Налив вина себе и гостю, он завел разговор о всякой всячине, о чужих краях, где ему не раз довелось побывать, о прекрасных городах и реках, о больших кораблях, пересекающих моря, и наконец так раззадорил Петера, что тому до смерти захотелось поездить по белу свету и посмотреть на все его диковинки.
– Да, вот это жизнь!.. – сказал он. – А мы-то, дураки, сидим весь век на одном месте и ничего не видим, кроме елок да сосен.
– Что ж, – лукаво прищурившись, сказал Михель-Великан. – И тебе пути не заказаны. Можно и постранствовать, и делом позаняться. Всё можно – только бы хватило смелости, твердости, здравого смысла... Только бы не мешало глупое сердце!.. А как оно мешает, черт побери!.. Вспомни-ка, сколько раз тебе в голову приходили какие-нибудь славные затеи, а сердце вдруг дрогнет, заколотится, ты и струсишь ни с того ни с сего.

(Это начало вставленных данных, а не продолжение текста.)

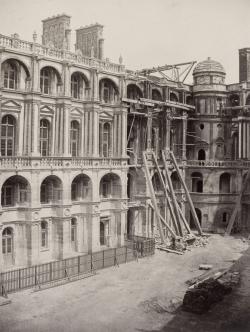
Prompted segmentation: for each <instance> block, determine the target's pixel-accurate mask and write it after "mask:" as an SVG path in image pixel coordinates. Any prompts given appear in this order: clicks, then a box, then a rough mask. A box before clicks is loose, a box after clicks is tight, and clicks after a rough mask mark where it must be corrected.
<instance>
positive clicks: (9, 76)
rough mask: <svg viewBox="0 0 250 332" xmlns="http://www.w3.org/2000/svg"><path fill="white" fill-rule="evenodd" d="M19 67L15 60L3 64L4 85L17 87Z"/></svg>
mask: <svg viewBox="0 0 250 332" xmlns="http://www.w3.org/2000/svg"><path fill="white" fill-rule="evenodd" d="M17 73H18V72H17V67H16V65H15V64H14V63H13V62H9V61H8V62H6V63H5V64H4V66H3V74H4V81H3V86H4V88H7V89H16V88H17Z"/></svg>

А если кто-нибудь обидит тебя, да еще ни за что ни про что? Кажется, и думать не о чем, а сердце ноет, щемит... Ну вот скажи-ка мне сам: когда тебя вчера вечером обозвали обманщиком и вытолкали из трактира, голова у тебя заболела, что ли? А когда судейские описали твой завод и дом, у тебя, может быть, заболел живот? Ну, говори прямо, что у тебя заболело?
– Сердце, – сказал Петер.
И, словно подтверждая его слова, сердце у него в груди тревожно сжалось и забилось часто-часто.
– Так, – сказал Михель-Великан и покачал головой. – Мне вот говорил кое-кто, что ты, покуда у тебя были деньги, не жалея, раздавал их всяким побирушкам да попрошайкам. Правда это?
– Правда, – шепотом сказал Петер. Михель кивнул головой.
– Так, – повторил он опять. – А скажи мне, зачем ты это делал? Какая тебе от этого польза? Что ты получил за свои деньги? Пожелания всяких благ и доброго здоровья! Ну и что же, ты стал от этого здоровее? Да половины этих выброшенных денег хватило бы, чтобы держать при себе хорошего врача. А это было бы гораздо полезнее для твоего здоровья, чем все пожелания, вместе взятые. Знал ты это? Знал. Что же тебя заставляло всякий раз, когда какой-нибудь грязный нищий протягивал тебе свою помятую шляпу, опускать руку в карман? Сердце, опять-таки сердце, а не глаза, не язык, не руки и не ноги. Ты, как говорится, слишком близко все принимал к сердцу.